Data Cleaning Assignment 1

Setting up the defaults:

knitr::opts_chunk$set(echo = TRUE, results = "asis")

setInternet2(TRUE)

Question 1

The American Community Survey distributes downloadable data about United States communities. Download the 2006 microdata survey about housing for the state of Idaho using download.file() from here:

https://d396qusza40orc.cloudfront.net/getdata%2Fdata%2Fss06hid.csv

and load the data into R. The code book, describing the variable names is here:

https://d396qusza40orc.cloudfront.net/getdata%2Fdata%2FPUMSDataDict06.pdf

Create a logical vector that identifies the households on greater than 10 acres who sold more than $10,000 worth of agriculture products.

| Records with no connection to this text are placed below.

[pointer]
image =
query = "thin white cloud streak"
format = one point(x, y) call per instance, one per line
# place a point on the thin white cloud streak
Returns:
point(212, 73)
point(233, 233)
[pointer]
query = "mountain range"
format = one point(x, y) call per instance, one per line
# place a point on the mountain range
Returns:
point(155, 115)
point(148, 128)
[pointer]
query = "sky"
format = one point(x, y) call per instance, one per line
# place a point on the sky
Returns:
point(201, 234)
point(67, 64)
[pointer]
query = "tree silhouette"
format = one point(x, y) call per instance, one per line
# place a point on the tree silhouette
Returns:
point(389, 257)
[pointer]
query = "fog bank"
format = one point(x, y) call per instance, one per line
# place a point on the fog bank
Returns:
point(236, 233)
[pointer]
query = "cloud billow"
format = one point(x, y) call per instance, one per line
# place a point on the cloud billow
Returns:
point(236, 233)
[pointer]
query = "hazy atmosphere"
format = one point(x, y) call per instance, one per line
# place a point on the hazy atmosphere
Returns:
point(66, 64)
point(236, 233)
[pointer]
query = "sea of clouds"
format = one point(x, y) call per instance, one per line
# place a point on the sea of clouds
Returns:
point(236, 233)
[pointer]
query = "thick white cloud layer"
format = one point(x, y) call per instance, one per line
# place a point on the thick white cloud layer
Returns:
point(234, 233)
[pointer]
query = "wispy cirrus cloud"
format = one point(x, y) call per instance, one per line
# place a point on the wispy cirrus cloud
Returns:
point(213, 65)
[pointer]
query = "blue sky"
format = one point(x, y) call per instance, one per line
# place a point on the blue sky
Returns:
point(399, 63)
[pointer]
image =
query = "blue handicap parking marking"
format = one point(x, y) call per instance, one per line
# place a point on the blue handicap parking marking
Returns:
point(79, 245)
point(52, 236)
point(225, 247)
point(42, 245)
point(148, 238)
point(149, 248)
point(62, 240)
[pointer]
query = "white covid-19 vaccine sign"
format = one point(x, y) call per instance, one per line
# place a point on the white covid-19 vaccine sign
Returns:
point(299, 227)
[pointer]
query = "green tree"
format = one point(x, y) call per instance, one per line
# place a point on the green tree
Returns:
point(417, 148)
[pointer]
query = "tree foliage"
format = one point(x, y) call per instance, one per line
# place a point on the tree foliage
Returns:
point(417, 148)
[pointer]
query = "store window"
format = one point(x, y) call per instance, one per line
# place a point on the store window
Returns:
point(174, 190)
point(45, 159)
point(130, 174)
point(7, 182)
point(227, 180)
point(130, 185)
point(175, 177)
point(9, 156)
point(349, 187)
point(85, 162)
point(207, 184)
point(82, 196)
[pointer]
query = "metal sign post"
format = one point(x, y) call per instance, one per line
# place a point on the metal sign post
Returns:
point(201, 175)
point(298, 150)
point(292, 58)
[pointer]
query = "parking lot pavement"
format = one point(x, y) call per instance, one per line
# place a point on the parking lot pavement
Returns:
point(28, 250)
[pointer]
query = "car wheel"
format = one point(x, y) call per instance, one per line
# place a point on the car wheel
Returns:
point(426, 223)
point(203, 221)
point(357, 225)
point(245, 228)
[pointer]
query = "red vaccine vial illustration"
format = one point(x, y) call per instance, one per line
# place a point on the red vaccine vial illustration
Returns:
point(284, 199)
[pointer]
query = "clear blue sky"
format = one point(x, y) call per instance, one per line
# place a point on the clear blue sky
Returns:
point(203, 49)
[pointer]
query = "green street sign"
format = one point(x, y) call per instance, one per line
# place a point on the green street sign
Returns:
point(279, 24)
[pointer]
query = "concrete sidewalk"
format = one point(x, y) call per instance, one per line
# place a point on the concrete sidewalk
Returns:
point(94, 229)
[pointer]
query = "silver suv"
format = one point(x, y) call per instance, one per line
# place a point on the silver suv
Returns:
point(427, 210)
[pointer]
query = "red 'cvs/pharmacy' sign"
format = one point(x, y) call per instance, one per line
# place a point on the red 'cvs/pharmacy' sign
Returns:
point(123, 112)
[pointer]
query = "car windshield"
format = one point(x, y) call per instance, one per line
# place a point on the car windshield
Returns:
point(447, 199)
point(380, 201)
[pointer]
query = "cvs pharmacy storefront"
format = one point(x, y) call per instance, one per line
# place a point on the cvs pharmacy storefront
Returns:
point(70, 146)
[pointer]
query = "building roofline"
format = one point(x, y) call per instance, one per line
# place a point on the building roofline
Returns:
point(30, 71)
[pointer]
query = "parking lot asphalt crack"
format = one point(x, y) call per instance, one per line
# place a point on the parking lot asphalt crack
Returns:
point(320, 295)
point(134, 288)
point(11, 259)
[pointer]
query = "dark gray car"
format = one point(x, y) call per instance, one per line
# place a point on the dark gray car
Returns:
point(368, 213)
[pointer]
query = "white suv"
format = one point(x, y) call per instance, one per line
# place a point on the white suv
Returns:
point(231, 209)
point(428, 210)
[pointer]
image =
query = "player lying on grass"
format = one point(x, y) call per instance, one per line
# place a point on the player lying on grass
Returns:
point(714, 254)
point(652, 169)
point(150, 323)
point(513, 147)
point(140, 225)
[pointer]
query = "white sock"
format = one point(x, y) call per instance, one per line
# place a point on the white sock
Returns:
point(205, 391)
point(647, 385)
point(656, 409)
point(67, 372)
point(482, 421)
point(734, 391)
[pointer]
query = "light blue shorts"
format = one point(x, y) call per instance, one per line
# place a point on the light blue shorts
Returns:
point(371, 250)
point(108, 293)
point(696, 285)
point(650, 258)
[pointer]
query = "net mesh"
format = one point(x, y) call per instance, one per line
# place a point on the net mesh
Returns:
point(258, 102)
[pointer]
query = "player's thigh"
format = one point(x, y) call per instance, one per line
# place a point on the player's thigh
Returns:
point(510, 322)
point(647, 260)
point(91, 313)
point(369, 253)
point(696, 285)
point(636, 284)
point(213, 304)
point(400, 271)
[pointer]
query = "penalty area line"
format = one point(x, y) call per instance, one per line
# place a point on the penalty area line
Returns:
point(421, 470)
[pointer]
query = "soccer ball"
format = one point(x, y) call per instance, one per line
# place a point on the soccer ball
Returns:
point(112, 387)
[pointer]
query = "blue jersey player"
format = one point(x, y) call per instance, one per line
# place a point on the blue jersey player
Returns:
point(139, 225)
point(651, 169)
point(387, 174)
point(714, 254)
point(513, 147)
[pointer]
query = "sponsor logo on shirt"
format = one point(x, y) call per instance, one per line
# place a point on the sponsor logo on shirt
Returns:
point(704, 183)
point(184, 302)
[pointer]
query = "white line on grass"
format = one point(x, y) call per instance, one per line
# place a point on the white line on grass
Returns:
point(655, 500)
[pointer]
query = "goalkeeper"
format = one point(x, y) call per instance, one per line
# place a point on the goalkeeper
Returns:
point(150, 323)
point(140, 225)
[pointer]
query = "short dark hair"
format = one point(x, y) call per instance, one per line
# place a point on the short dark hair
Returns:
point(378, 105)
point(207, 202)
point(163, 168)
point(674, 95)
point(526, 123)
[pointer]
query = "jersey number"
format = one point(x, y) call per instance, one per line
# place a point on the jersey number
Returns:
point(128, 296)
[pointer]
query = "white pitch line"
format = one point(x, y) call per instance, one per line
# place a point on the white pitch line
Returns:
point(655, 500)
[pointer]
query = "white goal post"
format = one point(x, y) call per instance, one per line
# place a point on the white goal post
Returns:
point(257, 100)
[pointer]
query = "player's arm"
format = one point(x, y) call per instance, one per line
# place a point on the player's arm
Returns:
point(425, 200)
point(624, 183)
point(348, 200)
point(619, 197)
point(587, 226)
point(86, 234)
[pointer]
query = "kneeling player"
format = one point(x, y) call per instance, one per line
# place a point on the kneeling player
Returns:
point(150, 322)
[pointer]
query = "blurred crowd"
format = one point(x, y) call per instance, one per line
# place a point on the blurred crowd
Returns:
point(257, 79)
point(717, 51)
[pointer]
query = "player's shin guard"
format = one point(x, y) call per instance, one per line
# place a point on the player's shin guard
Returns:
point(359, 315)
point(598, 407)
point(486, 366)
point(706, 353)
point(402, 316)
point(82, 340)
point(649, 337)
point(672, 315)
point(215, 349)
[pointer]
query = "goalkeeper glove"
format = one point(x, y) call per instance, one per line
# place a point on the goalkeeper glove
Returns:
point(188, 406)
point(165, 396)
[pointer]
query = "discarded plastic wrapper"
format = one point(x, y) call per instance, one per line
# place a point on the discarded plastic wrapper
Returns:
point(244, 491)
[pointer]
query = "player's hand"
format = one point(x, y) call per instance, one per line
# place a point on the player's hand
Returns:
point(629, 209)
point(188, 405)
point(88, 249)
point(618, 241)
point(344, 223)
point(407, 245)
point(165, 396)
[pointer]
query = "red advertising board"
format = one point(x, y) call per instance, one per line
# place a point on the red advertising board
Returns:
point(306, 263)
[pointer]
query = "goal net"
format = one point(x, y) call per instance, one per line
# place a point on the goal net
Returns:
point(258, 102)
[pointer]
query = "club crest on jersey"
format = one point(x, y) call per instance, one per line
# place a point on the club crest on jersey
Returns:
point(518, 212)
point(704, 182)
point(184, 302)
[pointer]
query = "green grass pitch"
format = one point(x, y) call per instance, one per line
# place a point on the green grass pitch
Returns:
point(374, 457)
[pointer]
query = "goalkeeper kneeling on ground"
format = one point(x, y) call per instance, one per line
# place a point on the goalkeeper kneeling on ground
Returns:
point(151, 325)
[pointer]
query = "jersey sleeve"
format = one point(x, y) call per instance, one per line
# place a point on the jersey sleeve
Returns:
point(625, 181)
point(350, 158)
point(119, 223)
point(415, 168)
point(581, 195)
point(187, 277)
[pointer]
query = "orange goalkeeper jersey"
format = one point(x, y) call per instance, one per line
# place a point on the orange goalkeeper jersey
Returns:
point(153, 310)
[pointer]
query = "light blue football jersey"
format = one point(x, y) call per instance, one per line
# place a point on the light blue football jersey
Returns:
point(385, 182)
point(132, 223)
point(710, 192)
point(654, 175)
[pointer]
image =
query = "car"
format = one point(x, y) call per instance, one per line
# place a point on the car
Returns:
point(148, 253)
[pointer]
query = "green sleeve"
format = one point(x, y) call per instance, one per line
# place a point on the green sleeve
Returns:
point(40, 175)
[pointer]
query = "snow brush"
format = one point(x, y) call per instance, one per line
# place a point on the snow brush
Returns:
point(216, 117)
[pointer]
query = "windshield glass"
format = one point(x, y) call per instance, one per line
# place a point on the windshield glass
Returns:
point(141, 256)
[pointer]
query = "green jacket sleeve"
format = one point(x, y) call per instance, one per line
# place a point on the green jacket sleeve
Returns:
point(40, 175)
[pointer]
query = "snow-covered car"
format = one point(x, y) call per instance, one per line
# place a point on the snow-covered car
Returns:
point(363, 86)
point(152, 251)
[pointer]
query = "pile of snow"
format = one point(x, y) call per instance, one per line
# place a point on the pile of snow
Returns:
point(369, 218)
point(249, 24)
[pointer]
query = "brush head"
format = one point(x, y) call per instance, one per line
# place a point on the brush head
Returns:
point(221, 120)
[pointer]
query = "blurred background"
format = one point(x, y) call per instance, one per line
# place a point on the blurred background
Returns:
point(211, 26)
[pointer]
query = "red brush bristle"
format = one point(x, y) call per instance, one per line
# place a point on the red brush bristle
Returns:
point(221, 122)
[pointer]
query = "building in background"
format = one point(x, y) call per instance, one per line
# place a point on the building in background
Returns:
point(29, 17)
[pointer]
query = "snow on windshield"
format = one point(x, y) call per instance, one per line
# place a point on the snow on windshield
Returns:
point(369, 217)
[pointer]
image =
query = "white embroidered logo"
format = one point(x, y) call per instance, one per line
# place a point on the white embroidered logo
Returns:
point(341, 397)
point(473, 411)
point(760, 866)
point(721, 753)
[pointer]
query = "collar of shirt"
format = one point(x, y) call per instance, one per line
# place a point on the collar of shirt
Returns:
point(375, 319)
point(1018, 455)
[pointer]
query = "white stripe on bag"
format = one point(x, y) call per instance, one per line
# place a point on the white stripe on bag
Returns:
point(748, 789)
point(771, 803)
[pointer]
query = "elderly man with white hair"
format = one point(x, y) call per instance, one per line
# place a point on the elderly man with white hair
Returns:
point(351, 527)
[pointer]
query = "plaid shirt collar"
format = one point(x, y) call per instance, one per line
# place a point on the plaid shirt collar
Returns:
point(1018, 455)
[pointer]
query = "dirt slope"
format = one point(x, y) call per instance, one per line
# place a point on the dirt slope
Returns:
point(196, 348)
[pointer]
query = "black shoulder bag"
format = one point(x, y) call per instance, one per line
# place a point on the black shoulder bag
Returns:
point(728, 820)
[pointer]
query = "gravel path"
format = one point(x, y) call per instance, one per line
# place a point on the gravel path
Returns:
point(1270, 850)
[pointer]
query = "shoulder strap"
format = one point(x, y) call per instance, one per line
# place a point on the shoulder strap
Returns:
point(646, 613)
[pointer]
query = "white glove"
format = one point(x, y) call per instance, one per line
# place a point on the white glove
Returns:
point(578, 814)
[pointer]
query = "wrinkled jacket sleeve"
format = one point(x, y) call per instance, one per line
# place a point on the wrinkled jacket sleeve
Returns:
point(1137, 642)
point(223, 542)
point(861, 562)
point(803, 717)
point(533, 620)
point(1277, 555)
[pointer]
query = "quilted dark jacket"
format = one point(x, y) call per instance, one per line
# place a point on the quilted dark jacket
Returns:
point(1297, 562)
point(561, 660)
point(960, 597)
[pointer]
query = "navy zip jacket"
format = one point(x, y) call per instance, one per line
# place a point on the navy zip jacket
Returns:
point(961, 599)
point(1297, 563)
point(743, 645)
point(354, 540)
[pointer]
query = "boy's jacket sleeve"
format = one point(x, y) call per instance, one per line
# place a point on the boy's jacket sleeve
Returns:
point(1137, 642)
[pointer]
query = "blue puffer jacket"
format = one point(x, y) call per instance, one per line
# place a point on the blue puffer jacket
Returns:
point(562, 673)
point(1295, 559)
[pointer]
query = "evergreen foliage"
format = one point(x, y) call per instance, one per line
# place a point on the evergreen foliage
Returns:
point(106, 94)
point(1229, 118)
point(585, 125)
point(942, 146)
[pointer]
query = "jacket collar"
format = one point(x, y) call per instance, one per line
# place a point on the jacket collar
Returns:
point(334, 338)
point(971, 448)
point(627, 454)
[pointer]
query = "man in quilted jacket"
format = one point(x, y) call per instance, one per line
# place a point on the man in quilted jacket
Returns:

Assign that logical vector to the variable agricultureLogical. Apply the which() function like this to identify the rows of the data frame where the logical vector is TRUE. which(agricultureLogical) What are the first 3 values that result?

Answer:

library(jpeg)
library(data.table)

## Warning: package 'data.table' was built under R version 3.2.4

library(dplyr)

## 
## Attaching package: 'dplyr'

## The following objects are masked from 'package:data.table':
## 
##     between, last

## The following objects are masked from 'package:stats':
## 
##     filter, lag

## The following objects are masked from 'package:base':
## 
##     intersect, setdiff, setequal, union

library(Hmisc)

## Warning: package 'Hmisc' was built under R version 3.2.4

## Loading required package: lattice

## Loading required package: survival

## Loading required package: Formula

## Loading required package: ggplot2

## Warning: package 'ggplot2' was built under R version 3.2.4

## 
## Attaching package: 'Hmisc'

## The following objects are masked from 'package:dplyr':
## 
##     combine, src, summarize

## The following objects are masked from 'package:base':
## 
##     format.pval, round.POSIXt, trunc.POSIXt, units

#fileurl1 = 'https://d396qusza40orc.cloudfront.net/getdata%2Fdata%2Fss06hid.csv'
#dst1 = 'q1.csv'
#download.file(fileurl1, dst1, method = 'curl')
data1 = read.csv("ss06hid.csv")
agricultureLogical = data1$ACR == 3 & data1$AGS == 6
head(which(agricultureLogical), 3)

[1] 125 238 262

Question 2

Using the jpeg package read in the following picture of your instructor into R

https://d396qusza40orc.cloudfront.net/getdata%2Fjeff.jpg

Use the parameter native=TRUE. What are the 30th and 80th quantiles of the resulting data? (some Linux systems may produce an answer 638 different for the 30th quantile)

Answer:

fileurl2 = 'https://d396qusza40orc.cloudfront.net/getdata%2Fjeff.jpg'
dst2 = 'getdata-jeff.jpg'
download.file(fileurl2, dst2, mode = 'wb', method = 'curl')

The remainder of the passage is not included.